If you need a shared cache you might check out https://www.pantsbuild.org/docs/remote-caching
r
Yes, it is a network filesystem. We use network filesystems a lot and from user perspective it works just the same way as local file system (obviously besides latency). I could double check, but my understanding is that file locks should also work there. Do you think there could be any other reasons why it does not work with Pants? Could you confirm that Pants support concurrent execution (running multiple ./pants commands at the same time) while using the same cache? e.g. if I have multiple branches with slightly different versions of the code and I run pants commands at the same time from them We could look into remote caching, but it seems like much more complicated setup. I wonder if there is any short-term solution possible to mitigate the issue.
e
Posix file locks definitely do not works on network filesystems in general. They can on NFS v4.
With the information you've provided, which is a bit minimal on the front half, this is my best guess. Maybe you can re-run the Pants command with
-ldebug
and provide the full output, command and all of stderr / stdout and we can discover more.
r
Is it the same as setting PANTS_LEVEL=debug? If yes, I already did it and log above includes it. Or you also need logs from pantsd?
e
Ah yes, you did. I think you'll just need to dig, it's not clear to me where exactly that message comes from. As far as Pants code goes, the only likely place is LMDB, which, like I said, doesn't work with network filesystems.
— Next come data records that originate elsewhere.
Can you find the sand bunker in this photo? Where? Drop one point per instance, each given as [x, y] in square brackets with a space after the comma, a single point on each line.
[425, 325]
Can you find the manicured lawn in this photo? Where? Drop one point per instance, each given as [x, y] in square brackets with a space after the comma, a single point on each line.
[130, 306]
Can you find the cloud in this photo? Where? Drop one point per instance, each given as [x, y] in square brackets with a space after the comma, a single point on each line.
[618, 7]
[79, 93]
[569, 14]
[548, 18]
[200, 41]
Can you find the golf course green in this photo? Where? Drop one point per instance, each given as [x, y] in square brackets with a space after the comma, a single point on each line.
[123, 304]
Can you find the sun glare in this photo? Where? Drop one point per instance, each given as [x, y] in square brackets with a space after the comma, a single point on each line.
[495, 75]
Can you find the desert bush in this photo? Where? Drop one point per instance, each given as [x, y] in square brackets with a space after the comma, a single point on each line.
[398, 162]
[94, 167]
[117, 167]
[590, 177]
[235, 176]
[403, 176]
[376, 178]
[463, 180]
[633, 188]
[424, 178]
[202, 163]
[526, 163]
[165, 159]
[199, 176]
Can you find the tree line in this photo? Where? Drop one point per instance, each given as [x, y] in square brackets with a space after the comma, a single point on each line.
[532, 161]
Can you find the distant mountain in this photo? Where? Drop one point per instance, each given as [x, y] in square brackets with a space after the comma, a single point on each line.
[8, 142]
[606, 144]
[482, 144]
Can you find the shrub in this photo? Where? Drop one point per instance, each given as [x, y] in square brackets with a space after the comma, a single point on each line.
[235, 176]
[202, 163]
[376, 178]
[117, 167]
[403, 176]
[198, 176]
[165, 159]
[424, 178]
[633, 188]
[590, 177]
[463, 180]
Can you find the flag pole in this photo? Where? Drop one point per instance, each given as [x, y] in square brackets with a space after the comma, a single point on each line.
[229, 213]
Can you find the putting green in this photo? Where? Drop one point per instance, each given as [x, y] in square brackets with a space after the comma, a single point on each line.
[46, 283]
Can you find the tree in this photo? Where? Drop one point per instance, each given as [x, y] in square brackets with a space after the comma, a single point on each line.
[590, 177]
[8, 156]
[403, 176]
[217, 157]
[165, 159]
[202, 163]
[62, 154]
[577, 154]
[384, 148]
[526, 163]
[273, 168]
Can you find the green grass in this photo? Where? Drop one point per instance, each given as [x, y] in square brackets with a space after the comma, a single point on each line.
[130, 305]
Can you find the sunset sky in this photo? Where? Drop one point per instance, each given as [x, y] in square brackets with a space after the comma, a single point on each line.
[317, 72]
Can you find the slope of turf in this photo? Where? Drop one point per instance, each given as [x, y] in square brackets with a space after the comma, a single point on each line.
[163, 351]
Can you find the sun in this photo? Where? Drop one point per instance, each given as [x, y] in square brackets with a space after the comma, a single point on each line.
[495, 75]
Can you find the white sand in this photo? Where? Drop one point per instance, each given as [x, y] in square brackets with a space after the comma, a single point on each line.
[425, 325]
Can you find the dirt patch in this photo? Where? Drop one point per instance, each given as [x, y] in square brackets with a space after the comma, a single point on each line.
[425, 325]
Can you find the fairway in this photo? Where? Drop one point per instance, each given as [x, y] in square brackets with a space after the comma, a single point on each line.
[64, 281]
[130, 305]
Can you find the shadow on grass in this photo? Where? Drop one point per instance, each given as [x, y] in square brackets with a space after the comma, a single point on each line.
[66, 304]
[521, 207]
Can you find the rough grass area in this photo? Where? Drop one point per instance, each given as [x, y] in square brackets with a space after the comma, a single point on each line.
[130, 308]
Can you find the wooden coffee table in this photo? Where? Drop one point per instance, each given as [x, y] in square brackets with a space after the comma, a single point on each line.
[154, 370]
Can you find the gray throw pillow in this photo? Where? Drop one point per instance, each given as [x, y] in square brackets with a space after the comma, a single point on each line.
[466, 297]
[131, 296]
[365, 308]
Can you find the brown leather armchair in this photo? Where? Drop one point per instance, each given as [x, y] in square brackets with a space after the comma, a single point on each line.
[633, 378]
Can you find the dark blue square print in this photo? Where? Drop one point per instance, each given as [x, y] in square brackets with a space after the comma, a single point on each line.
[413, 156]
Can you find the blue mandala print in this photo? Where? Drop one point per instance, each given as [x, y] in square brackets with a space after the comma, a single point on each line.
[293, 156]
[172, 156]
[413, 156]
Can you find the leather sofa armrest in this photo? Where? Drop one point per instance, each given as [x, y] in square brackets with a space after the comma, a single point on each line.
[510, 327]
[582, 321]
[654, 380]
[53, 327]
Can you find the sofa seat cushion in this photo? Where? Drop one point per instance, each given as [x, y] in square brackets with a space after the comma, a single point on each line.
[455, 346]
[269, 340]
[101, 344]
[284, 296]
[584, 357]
So, backing up, you're a bit tight lipped on circumstances. What is new here? Did you change Pants version then hit this? Did you add the shared cache then hit this? What changed between before hitting this and after?
Re-reading above, yes, Pants is known to work fine with a local shared cache across multiple concurrent Pants runs. It is likewise known to not work when the cache is on a network filesystem.
r
Even if it is NFSv4?
And yes, you are right, it seems we started to see such sporadic errors only this week. No changes to pants version, still on 2.14
e
See the 2nd to last caveat here: http://www.lmdb.tech/doc/
You are barking up the wrong tree. You need to use a local filesystem for Pants caches or use remote caching.
Fwiw, remote caching is far easier to set up than the k8s config you've shown. There are many providers of this service. If you don't want to pay a service provider and you want to run your own remote cache instead, then, yes, it's likely more complex. That said, it's your only option for a shared non local cache.